Skip to main content
HomeBlogData Literacy

Data Demystified: Data Visualizations that Capture Distributions

In part 10 of data demystified, we’ll dive deep into the world of data visualization, continuing with visualizations that capture distributions.
Sep 2022  · 8 min read

Welcome to part ten of our month-long data demystified series. As part of Data Literacy Month, this series will clarify key concepts from the world of data, answer the questions you may be too afraid to ask and have fun along the way. If you want to start at the beginning, read our first entry in the series: What is a Dataset?

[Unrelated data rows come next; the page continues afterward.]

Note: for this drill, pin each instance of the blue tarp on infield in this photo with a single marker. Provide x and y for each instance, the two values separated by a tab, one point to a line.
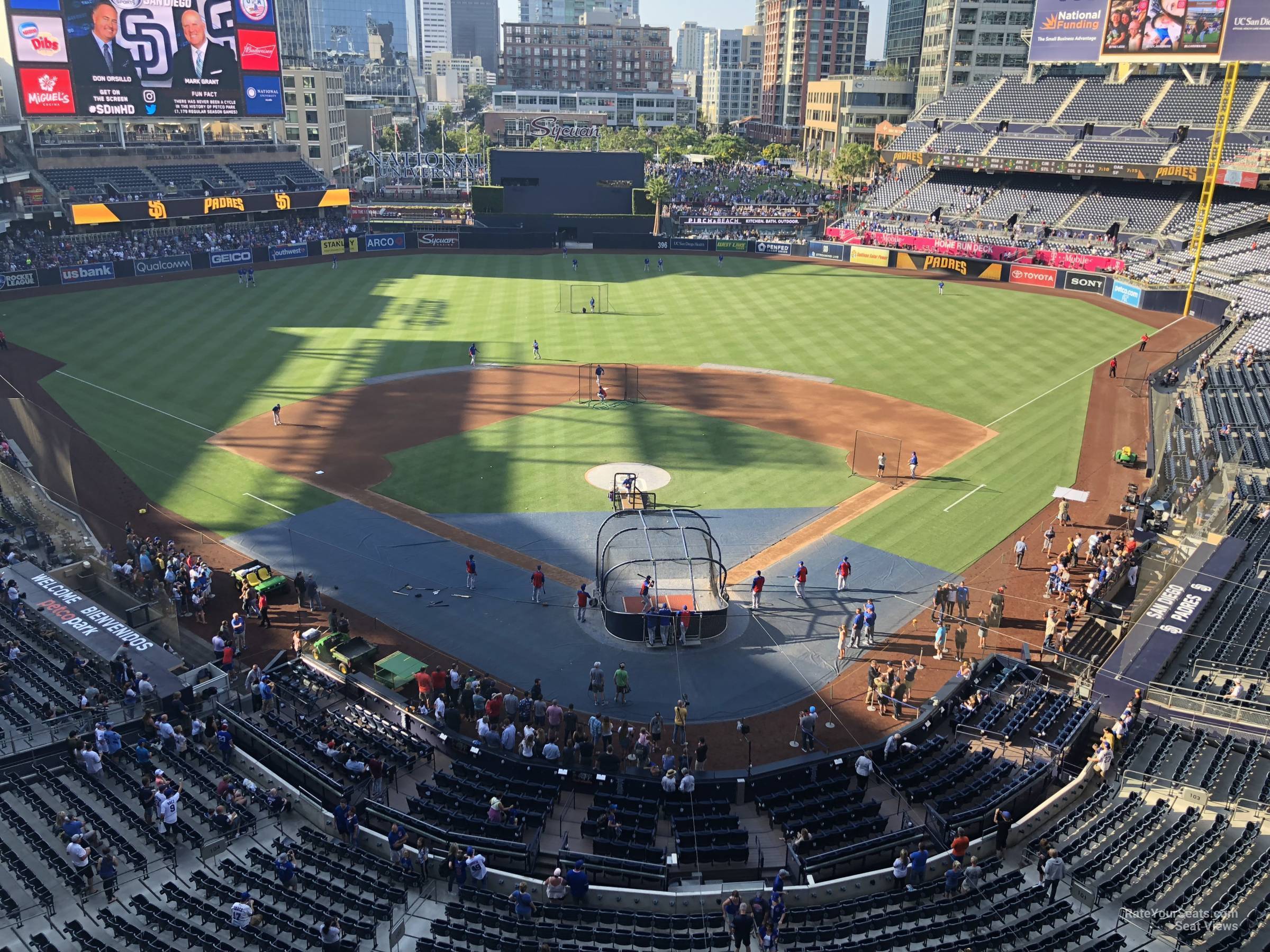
757	665
568	540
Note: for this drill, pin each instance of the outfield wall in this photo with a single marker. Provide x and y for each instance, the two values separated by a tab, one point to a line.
470	239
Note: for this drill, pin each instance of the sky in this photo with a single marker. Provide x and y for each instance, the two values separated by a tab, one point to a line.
724	14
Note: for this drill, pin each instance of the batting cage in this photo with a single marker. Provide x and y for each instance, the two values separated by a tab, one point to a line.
675	550
583	299
878	457
620	382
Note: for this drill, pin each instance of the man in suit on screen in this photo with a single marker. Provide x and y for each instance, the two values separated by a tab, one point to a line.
204	64
99	59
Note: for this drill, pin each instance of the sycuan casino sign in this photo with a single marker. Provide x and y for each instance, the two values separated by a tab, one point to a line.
551	126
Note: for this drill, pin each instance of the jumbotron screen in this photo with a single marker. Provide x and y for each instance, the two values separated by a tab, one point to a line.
137	59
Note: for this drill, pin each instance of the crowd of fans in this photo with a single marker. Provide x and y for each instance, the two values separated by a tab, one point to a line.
738	183
538	728
41	249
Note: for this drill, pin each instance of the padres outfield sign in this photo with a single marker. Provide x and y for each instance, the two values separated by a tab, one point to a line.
163	208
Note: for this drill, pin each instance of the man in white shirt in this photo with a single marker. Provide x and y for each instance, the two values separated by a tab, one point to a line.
168	810
243	913
864	768
77	855
477	868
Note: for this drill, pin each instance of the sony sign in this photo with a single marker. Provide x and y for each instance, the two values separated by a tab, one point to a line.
551	126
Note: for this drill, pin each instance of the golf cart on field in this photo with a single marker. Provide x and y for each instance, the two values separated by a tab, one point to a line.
261	576
347	653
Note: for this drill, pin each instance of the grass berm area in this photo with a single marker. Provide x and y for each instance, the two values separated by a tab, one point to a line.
208	353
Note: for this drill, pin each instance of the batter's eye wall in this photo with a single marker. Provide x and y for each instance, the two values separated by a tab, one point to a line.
566	183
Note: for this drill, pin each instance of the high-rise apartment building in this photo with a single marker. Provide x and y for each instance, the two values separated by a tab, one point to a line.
970	41
602	51
314	117
430	27
733	48
690	48
729	94
295	33
732	80
569	11
805	41
474	30
905	26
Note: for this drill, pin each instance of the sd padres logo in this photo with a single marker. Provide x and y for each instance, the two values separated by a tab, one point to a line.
255	11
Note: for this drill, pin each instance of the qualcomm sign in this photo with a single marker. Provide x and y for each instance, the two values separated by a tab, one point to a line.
163	266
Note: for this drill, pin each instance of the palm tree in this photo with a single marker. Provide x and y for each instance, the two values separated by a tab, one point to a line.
658	191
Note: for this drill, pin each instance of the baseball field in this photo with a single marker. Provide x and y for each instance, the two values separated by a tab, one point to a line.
988	385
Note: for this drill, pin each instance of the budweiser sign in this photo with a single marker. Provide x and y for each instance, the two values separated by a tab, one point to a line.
551	126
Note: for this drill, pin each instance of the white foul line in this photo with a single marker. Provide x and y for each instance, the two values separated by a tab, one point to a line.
967	496
1070	380
268	503
138	403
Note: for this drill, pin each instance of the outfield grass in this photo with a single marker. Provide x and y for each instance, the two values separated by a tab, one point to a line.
213	354
538	462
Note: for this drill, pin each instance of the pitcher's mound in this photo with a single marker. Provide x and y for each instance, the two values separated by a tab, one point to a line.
647	478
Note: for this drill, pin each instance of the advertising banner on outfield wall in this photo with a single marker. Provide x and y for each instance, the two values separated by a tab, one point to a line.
12	281
875	257
826	249
225	259
1127	294
951	264
79	273
774	248
1033	274
384	243
163	266
437	240
1089	283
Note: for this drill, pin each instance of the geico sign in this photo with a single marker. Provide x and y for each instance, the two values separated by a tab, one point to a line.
551	126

Data Demystified: Data Visualizations that Capture Distributions banner

This week, we’ll cover common data visualizations and how to interpret them. Data visualization is often called the gateway drug into data science; this blog post will look at data visualizations that capture distributions and how to interpret them.

Visualizations that Capture Distribution

A key use case of data visualization is capturing the distribution of a variable. Capturing distributions allows you to understand critical statistical properties of the data you’re visualizing and help audiences make educated data-driven decisions on key outcomes. Before diving in, here are some key pointers to keep in mind when visualizing distributions:

  1. What is the shape of the distribution? Is the distribution symmetrical or otherwise?
  2. What is the distribution’s spread? As in, the difference between the smallest and the largest value in the dataset.
  3. Is there any outlier in the distribution?
  4. Is there any pattern to the distribution? Is the distribution random, or is there an obvious shape?
  5. What is the average value (mean, mode, median)?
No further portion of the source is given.